1

I am new to using SQL, so please bear with me.

I need to import several hundred csv files into PostgreSQL. My web search has only indicated how to import many csv files into one table. However, most csv files have different column types (all have one line headers). Is it possible to somehow run a loop, and have each csv imported to a table with the same name as the csv? Creating each table manually and specifying columns is not an option.

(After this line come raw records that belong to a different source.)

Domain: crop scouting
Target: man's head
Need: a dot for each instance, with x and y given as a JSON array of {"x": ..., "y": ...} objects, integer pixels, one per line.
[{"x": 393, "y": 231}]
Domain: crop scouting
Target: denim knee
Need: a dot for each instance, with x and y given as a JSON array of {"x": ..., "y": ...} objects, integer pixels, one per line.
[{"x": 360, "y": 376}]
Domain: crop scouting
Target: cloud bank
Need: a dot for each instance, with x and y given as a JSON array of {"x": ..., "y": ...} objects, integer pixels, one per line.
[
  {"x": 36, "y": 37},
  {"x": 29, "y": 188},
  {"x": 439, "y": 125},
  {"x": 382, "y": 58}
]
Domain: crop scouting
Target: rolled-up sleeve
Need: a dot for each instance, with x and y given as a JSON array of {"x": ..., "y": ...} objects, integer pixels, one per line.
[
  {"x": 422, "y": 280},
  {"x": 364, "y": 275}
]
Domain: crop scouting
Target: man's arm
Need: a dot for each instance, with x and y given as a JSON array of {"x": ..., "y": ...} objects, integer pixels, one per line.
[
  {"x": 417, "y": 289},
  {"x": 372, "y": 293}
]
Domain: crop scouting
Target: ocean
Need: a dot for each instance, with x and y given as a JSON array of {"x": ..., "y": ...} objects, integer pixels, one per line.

I know that COPY will not work as the table needs to already by specified.

Perhaps this is not feasible in PostgreSQL? I would like to accomplish this in pgAdmin III or the PSQL console, but I am open to other ideas (using something like R to change the csv to a format more easily entered into PostgreSQL?).

I am using PostgreSQL on a Windows 7 computer. It was requested that I use PostgreSQL, thus the focus of the question.

The desired result is a database full of tables, that I will then join with a spreadsheet that includes specific site data. Thanks!

Vivek S.
  • 19,945
  • 7
  • 68
  • 85
Sean
  • 133
  • 1
  • 5
  • It looks like something where you would want a separate process to iterate through the csv files, declaring tables with the appropriate names, then a process to iterate through and evaluate the types for each column that would be imported and insert them into the tables, then finally import the data. C# might be a good venue for this due to its excessive File.IO processing and compatibility with SQL. This won't be a short answer. – CSS Sep 24 '15 at 20:53
  • Extracting the column names from the header names will be possible and could be done in any scripting language. Determining the column types could be difficult, it either needs to rely on a naming convention, or you'll have to add them manually (eg enter them into a name->type dict) – wildplasser Sep 24 '15 at 22:00
  • I'd script this, though some of the ETL tools can probably help with this too. – Craig Ringer Sep 25 '15 at 00:24

2 Answers2

1

Use pgfutter.

The general syntax looks like this:

   pgfutter csv       

In order to run this on all csv files in a directory from Windows Command Prompt, navigate to the desired directory and enter:

   for %f in (*.csv) do pgfutter csv %f

Note that the path for the downloaded program must be added to the list of accepted paths for Environmental Variables.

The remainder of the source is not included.